I have examined this report laboriously, and reflected upon it seriously and anxiously, with a desire, if possible, to advise its confirmation, for the certificates that were given by the commissioners have passed into and through many hands; but a SENSE of duty to the Indians and to the Government constrains me to recommend its REJECTION, and that the matter be recommitted to a NEW COMMISSION, either under the former instructions, or such modification of them as you may think advisable.

A further duty was confided to the commissioners. By the treaty, the United States agreed "to pay, under the direction of the President, to the relations and friends of said Indians, having not less than one quarter of Winnebago blood, one hundred thousand dollars."

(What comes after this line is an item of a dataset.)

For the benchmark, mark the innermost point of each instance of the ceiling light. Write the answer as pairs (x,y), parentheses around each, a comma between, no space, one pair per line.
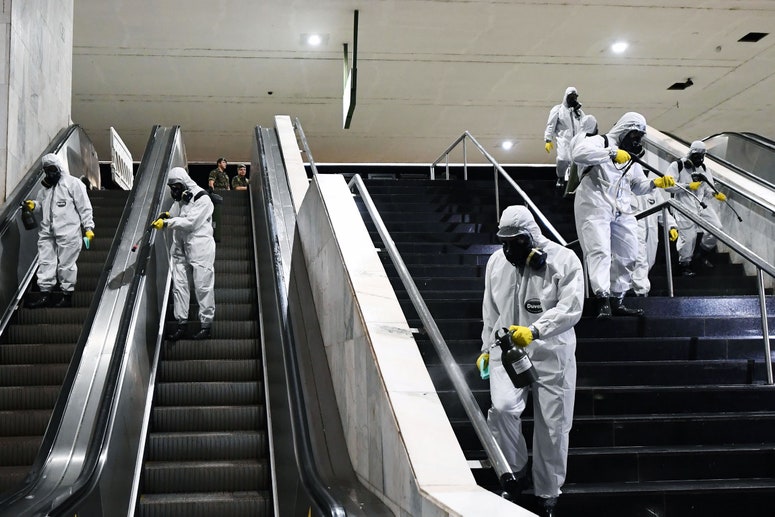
(619,47)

They were instructed to receive the applications of all "who may deem themselves entitled; and, to satisfy yourselves of their right to be admitted, it will be necessary to have recourse to the statements of the chiefs. These should be made publicly, and, if not controverted or disproved, they will be considered conclusive. The list should show the name, sex, and age, of each individual, the degree of his relationship to the Indians, and the amount awarded to him; it should also show your action in each case, and the reasons for your various decisions. When completed, you will submit it to the chiefs assembled in council, for their assent to it, which you will procure in writing, having their signatures duly witnessed. You will cause one copy of it to be transmitted to this office, and another to be deposited with Governor Dodge, the superintendent of Indian affairs in Wisconsin, or with the Indian agent. A third copy will be delivered by you to the person having charge of the money appropriated, with instructions to pay each person the amount allowed, and to take his receipt on the list, which will be his voucher." It was anticipated there would be minors, orphans, and persons incapable of using discretely the sums allowed them. As to persons of this character, the commissioners were directed that, "whenever husband and wife are living together, and their children are living with, them, or whenever the children are living with one of their parents, and you become satisfied that such parents, or either of then are competent to take care of their children, you will direct the portions of the latter to be paid to such parent. In the cases of children who are orphans, or have been deserted by their parents, you are authorized to place their respective shares in the hands of some trustworthy person, who will apply it faithfully for their benefit. In the selection of this person you will consult the wishes of the chiefs; but they will not necessarily determine your action. The same course may be taken in the cases of Indians you may deem incompetent to manage their affairs properly. All other persons of full age will receive their respective shares." They were also informed that "the sum appropriated for the half-breeds will be sent, in due season, to Major E. A. Hitchcock, at St. Louis, who will make the necessary arrangements for its disbursement, under your direction."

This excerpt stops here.